Le 22 février 2024, Madame [G] a reçu un appel provenant d’une personne se disant préposée de la BNP et en charge de la lutte contre les fraudes, qui l’a invitée à lui communiquer son numéro de compte et le code d’accès à son espace bancaire, afin de recréditer les sommes détournées.
Madame [G] indique avoir communiqué, « dans la panique », ses données et effectué, à la demande de son interlocuteur, diverses manipulations sur son téléphone portable afin de valider l’annulation desdites opérations.
A la demande de ce même interlocuteur qui lui a indiqué avoir fait opposition sur la carte de paiement, Madame [G] a remis l’instrument à un coursier, après s’être entendue dire qu’elle recevrait par la suite une nouvelle carte.

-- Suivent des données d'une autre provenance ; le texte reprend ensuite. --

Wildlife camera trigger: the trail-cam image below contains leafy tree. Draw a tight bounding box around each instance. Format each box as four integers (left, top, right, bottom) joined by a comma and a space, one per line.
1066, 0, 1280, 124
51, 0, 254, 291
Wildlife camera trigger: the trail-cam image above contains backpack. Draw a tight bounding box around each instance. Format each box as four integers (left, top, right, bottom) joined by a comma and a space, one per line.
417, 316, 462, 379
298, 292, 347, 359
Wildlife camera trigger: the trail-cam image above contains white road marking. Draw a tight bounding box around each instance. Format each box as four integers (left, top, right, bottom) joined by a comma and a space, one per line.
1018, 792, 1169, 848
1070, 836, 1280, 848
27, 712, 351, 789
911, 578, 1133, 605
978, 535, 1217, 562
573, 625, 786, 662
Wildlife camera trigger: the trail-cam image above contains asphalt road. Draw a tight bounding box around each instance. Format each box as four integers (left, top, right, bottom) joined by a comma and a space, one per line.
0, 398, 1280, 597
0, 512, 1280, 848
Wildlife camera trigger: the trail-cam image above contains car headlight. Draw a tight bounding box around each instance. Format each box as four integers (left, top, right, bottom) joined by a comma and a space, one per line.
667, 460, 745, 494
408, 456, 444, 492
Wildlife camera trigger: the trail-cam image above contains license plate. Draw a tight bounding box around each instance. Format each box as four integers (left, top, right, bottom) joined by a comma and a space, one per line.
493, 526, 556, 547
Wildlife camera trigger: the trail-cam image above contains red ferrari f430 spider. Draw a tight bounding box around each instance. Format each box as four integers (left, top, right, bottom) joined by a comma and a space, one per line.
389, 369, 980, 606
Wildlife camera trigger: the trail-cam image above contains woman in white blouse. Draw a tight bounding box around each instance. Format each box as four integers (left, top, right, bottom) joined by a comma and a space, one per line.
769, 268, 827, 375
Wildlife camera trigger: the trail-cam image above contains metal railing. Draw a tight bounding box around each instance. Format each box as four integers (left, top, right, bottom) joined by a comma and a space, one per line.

Par la suite, Madame [G] a constaté un paiement en ligne d’un montant de 5.011,97 euros, un virement de 499 euros et un retrait par carte bancaire de 1.900 euros, soit la somme globale de 7.510,97 euros.
Après avoir déposé plainte ce même 22 février 2024, Madame [G] a sollicité auprès de la BNP le remboursement des sommes ainsi frauduleusement détournées.
Par lettre du 28 février 2024, la BNP a rejeté la demande de Madame [G] au motif qu’elle avait commis une négligence grave en communiquant ses données au fraudeur.
Madame [G] a réitéré sa demande de remboursement le 3 avril 2024, sans plus de succès.
C’est dans ce contexte que par acte du 6 août 2024, Madame [G] a fait assigner la BNP en recherche de la responsabilité de cet établissement et aux termes de ses dernières écritures signifiées le 11 septembre 2025, demande à ce tribunal, au visa des articles L. 133-16, L. 133-18 et L. 133-19 du code monétaire et financier, de :
« – DECLARER Madame [Y] [G] recevable et bien fondé en ses demandes ;
— JUGER que Madame [Y] [G] n’a pas fait montre d’agissements frauduleux ou d’une négligence grave ;
— DIRE ET JUGER que la BNP PARIBAS est responsable, conformément aux dispositions du code monétaire et financier, des opérations de paiement non autorisées effectuées au préjudice de Madame [Y] [G] ;
— CONDAMNER la BNP PARIBAS à rembourser la somme de 7.510,97 euros à Madame [Y] [G] et ainsi remettre son compte bancaire dans l’état dans lequel il se trouvait avant les opérations frauduleuses ;
— CONDAMNER la BNP PARIBAS au paiement des pénalités de retard prévues à l’article L. 133-18 du code monétaire et financier ;
— CONDAMNER la BNP PARIBAS à payer la somme de 4.000 euros à Madame [G] au titre de la résistance abusive ;
— CONDAMNER la BNP PARIBAS à verser à Madame [Y] [G] la somme de 4.000 euros au titre de l’article 700 du code de procédure civile ;
— CONDAMNER la BNP PARIBAS aux entiers dépens ; et
— RAPPELER que l’exécution provisoire est de droit. "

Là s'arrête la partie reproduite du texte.